58. Sisi Lain Kejadian

625 69 3
                                    

Vanny tidak penah mengira bahwa ada hari di dalam hidupnya di mana ia akan menghubungi Bhakti dengan penuh kesadaran. Tanpa ada paksaan. Dan murni karena keinginannya sendiri.

Namun, Vanny tidak punya pilihan lain. Uang satu milyar rupiah itu bukan uang yang sedikit. Ia tidak mungkin bisa mendapatkan uang sebanyak itu tanpa bantuan orang lain. Dan ironisnya hanya ada satu orang yang Vanny yakin bisa membantunya. Orang yang tak lain dan tak bukan adalah ayah kandungnya sendiri.

"V-Vanny? Kamu menghubungi Papa?"

Vanny menahan napas di dada. Suara Bhakti terdengar begitu dekat di telinganya. Menyiratkan kesan tak percaya dengan getar-getar yang tertangkap jelas oleh indra pendengaran Vanny. Berikut dengan napasnya yang turut menderu.

Entah bagaimana, tapi benak Vanny dengan cepat membayangkan wajah Bhakti saat itu. Sepertinya Bhakti terkejut, tak percaya, dan juga gugup ketika mendapati panggilan Vanny. Dan itu membuat Vanny merasa sesak di dadanya.

"K-kamu ... kamu menghubungi Papa, Van?
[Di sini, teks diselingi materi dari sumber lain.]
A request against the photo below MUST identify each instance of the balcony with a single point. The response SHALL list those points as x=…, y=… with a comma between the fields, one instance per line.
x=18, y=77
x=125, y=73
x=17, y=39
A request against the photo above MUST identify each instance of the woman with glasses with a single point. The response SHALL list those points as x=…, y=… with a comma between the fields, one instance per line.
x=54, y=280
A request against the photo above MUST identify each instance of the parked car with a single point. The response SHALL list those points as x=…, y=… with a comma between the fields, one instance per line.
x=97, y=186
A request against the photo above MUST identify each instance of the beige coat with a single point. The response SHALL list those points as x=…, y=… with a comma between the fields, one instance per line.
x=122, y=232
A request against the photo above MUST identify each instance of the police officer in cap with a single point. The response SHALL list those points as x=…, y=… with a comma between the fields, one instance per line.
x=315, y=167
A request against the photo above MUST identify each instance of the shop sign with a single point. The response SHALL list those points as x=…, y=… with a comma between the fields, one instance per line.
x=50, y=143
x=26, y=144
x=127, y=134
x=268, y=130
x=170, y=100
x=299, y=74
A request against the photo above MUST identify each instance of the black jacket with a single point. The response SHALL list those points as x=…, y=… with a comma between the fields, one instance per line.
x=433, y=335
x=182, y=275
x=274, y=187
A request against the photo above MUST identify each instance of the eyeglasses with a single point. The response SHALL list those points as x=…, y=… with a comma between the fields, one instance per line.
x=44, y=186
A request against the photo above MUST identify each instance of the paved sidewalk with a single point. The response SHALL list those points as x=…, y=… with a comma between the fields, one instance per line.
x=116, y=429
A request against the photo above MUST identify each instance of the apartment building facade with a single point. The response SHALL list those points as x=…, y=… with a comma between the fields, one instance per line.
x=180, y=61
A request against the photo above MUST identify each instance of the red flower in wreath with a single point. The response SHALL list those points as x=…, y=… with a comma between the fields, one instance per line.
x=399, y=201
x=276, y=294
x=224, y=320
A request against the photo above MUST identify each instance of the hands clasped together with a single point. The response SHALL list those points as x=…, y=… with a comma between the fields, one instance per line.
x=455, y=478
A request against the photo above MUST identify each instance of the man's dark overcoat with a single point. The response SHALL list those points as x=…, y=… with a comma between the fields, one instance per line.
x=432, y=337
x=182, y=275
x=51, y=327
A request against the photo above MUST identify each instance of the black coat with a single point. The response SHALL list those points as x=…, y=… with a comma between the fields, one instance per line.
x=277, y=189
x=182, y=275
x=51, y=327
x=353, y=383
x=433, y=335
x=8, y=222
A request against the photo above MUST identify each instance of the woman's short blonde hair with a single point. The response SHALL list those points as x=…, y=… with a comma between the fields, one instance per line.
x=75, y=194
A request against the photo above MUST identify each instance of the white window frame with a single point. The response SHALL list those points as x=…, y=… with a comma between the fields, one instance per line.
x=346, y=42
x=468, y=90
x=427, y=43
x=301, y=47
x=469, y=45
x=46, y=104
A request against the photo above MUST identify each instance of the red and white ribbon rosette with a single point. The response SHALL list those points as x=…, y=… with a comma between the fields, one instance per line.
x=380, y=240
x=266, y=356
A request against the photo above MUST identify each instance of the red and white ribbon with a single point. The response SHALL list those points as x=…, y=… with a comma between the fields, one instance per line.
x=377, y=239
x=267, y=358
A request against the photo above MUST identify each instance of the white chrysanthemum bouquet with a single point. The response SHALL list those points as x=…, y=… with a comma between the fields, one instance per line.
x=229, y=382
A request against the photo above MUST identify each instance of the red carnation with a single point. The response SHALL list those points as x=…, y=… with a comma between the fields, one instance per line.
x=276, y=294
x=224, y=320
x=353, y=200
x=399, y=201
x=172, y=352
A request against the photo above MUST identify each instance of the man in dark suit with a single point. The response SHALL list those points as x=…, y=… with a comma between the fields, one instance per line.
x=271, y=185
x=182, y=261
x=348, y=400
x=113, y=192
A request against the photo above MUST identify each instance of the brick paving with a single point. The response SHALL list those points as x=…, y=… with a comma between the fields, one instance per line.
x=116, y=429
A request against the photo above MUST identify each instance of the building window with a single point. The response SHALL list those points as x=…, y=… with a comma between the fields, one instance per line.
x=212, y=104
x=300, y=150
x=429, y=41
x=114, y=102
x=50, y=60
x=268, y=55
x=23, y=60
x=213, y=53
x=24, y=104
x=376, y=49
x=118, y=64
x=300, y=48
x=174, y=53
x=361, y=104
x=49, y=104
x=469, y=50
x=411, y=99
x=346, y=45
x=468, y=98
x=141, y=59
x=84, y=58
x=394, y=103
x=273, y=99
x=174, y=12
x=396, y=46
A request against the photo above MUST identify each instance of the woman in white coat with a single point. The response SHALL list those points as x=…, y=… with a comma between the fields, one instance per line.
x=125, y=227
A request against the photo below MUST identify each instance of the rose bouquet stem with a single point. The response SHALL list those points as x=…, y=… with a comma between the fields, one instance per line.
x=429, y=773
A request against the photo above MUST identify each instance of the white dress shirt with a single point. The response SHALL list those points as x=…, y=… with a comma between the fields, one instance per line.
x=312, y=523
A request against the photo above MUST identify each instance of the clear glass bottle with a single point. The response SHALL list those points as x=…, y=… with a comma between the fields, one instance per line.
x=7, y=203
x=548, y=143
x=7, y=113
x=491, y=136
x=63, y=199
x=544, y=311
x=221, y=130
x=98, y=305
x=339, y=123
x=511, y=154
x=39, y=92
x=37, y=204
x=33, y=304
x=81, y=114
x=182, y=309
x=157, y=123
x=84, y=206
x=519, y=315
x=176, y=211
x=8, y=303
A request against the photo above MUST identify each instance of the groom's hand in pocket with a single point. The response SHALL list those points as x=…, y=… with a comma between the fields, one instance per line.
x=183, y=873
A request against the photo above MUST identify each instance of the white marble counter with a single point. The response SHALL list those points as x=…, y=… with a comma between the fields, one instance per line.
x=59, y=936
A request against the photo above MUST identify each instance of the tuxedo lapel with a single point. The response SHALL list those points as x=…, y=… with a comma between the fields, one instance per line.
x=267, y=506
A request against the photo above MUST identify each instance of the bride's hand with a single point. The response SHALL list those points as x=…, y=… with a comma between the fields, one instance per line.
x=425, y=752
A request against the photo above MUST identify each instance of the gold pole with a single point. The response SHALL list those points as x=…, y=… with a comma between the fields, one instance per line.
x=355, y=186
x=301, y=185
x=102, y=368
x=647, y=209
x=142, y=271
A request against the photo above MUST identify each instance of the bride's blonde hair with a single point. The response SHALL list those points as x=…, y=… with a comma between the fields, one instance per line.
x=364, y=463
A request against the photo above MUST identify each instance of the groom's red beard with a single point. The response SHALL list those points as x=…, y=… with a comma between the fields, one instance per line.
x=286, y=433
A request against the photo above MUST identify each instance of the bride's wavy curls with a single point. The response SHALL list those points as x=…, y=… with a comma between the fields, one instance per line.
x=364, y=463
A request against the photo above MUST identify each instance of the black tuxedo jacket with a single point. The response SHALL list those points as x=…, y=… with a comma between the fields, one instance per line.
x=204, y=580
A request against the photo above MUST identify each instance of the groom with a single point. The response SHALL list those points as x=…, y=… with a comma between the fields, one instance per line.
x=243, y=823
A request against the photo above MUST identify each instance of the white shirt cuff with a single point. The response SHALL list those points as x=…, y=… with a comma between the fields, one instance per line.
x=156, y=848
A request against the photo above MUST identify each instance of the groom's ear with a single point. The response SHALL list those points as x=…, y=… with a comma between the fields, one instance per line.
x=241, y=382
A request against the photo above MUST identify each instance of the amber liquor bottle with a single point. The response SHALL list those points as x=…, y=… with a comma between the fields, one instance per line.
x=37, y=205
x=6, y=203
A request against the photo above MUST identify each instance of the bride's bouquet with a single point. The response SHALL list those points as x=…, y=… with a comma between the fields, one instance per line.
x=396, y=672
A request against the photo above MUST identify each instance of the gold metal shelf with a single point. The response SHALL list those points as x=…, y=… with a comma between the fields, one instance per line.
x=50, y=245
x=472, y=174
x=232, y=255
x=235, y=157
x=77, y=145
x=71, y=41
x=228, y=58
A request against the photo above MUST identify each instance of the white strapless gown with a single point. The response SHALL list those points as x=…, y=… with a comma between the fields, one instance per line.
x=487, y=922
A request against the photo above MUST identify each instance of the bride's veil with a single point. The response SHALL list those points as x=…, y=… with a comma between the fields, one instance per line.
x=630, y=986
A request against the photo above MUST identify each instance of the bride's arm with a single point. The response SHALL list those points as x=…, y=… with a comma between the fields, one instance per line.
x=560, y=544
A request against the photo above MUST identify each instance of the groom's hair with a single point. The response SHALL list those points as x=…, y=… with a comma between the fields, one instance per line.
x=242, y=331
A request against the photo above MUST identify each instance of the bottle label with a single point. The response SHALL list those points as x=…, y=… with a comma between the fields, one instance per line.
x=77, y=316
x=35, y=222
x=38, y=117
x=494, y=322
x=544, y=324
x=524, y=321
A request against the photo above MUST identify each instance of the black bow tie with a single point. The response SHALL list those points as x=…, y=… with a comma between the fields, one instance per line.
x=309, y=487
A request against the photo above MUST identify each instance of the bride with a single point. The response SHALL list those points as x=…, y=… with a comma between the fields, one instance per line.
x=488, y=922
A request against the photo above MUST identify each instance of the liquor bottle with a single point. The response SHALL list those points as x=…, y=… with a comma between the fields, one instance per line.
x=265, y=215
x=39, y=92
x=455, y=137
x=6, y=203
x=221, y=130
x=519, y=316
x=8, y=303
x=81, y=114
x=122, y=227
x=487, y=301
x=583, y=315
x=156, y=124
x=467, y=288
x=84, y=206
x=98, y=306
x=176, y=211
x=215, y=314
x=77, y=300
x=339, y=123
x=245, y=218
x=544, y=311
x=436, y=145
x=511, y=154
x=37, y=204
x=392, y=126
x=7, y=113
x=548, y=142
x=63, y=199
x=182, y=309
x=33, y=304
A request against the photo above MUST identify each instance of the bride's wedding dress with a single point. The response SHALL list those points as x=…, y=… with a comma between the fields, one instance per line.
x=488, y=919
Ya Tuhan. Akhirnya kamu menghubungi Papa juga, Van. Papa nggak menyangka kamu akan menghubungi Papa. Ada apa, Van? Kenapa kamu menghubungi Papa?"

Mengerjap sekali, Vanny merasa panas yang berbeda di matanya. Tidak ingin, tapi perkataan Bhakti menghadirkan rasa asing di dadanya. Sesuatu yang dengan cepat Vanny singkirkan.

"Pa, aku butuh bantuan Papa," jawab Vanny seraya memejamkan matanya dengan rapat.

"Bantuan? Bantuan apa, Van? Bilang sama Papa? Pasti akan Papa bantu."

Begitu cepat Bhakti membalas perkataan Vanny. Menghadirkan harapan untuk Vanny bahwa sang ayah pasti akan melakukan apa pun untuk membantunya. Hanya saja Vanny tidak mungkin membicarakan soal uang sebanyak itu melalui telepon. Berat memang, tapi pada akhirnya Vanny bertanya.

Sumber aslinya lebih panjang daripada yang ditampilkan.